Interview with Craig
Hoopes
Architect Craig Hoopes has lived in Santa Fe for 14 years, continuing
his architecture career in the southwest after practicing in Baltimore,
Maryland. His notable commercial projects include The Lensic,
the United Church of Santa Fe and the Kitchen Angels building. The
homes that Hoopes has designed are thoughtful responses to his
clients and the landscapes in which their homes exist.
Why do you live in Santa Fe?
CH: The quality of life keeps me here. I’ve always
been very involved in music and art, and here was a small town
of 60,000 people and I could have everything I wanted in my life. I
have more here in terms of the things I want in my life than I
did in Baltimore.
Are there certain things about being an architect in New Mexico
that you find unique or especially compelling?

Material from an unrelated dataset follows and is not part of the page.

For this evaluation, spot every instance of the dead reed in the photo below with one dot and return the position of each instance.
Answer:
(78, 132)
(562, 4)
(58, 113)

CH: When I first got to Santa Fe, I was able to spend time just
studying and learning about how it all went together. One
of the things that I love about New Mexico is that there still
are craftsmen here — and craftsmanship is really valued. The
whole idea that craft was a part of architecture here was extremely
exciting to me.
In NM there is still a tradition of the barter system and creative
exchanges that I think encourage craft and keep it valuable for
a lot of people. Working with a community of craftsmen – for
whom fine craftsmanship is both income and a way of life – makes
the projects more meaningful.
How would you describe your approach to architecture?
CH: I believe that good design is something that enhances everybody’s
life — and in order for you to have good design, you have
to respond to the client’s needs. It’s about designing
for the client and not for yourself; it requires a sort of detachment
of ego instead of an engagement thereof.
Each project is different because everybody has a different idea
of what his or her house should be about. We’re here
to be the interpreter.
We start by asking a lot of questions and having people pull together
pictures of things they like – a color or how light comes
into a room — it doesn’t necessarily have to look like
their house, but it pictures something that has attracted them.
Are there certain materials and styles with which you most
like to work?
CH: I think of myself as being a minimalist, a modernist. I
love the original Santa Fe style before it got all kitched up. What
you saw then had truth and integrity to it; the beams held up the
roof, bancos were for seating, fireplaces were the heating system
and the rooms were pretty spare and without much ornamentation.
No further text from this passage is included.